Ensuring Effective Website Conversion Tracking

I’m sure you’re familiar with the phrase “garbage in, garbage out.” It’s the idea that poor quality input will always produce poor quality output. In the digital marketing world, data informs every decision you make, so if you have garbage data… you’ll likely end up with garbage decisions. 

One of the most important data metrics is conversion rate. Conversion rate is the percentage of visits to your site that result in an action – AKA how efficient your site is at converting a visitor. It’s used to determine the success of a website as well as inform business and marketing decisions.

How do you define success for your website? What is the end result you want your users to have?

Too often when I audit a Google Analytics account, there are conversion goals in place that skew reporting to look like a website is converting at a higher rate than it actually is. If you’re not tracking the right goals, your conversion rate is misleading. 

Many people fall into the trap of setting up goals based on the way people interact with the site such as time on page and page visits rather than true KPIs for your business such as a form submission or purchase. So let me outline what we should consider a conversion goal vs. a behavior goal. 

Conversion Goals:

  1. Demo requests
  2. Contact form submissions
  3. White paper downloads
  4. Phone calls
  5. Purchases

Behavior Goals:

  1. Session duration > x seconds
  2. Visits to a general page
  3. Pages per session > x pages

I want to clarify something here – I’m not saying that behavior goals are useless metrics that should be ignored. I’m saying that these are misleading to track as conversion goals

How long a person stays on the site or visits a specific high-value page is absolutely important for monitoring site performance, but there are better ways to find that information (using segments) and they’re just not conversions. They’re not purchasing customers or tangible leads you can follow up with. The conversion goals you set up should be true website conversions, not website behavior. 
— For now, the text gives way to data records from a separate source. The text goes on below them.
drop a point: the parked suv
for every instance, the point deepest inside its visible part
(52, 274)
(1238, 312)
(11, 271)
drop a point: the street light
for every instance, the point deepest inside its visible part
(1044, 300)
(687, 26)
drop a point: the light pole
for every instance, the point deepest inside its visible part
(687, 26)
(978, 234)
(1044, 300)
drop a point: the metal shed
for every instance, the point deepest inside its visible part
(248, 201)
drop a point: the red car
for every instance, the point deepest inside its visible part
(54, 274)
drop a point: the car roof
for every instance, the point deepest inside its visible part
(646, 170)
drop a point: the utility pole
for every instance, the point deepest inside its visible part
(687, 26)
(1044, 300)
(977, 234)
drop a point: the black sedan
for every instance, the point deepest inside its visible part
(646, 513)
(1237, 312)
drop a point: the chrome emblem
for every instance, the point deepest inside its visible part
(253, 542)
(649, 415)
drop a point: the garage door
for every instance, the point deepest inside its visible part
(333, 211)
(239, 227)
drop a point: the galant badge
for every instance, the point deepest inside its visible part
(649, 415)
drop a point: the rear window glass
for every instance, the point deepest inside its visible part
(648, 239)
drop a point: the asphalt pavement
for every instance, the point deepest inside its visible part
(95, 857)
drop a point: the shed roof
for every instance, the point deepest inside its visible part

Here’s why: your reports are going to tell you that your website has a 40% conversion rate, rather than the reality that your website actually has a 0.4% conversion rate for driving actionable leads/customers. Kraig’s already warned us the impact a 1-degree mistake can make, so make sure you’re tracking your key objectives from the start, giving you clean data and a clear picture of your website’s performance. When you track what drives true value for your company, you can optimize for what truly works.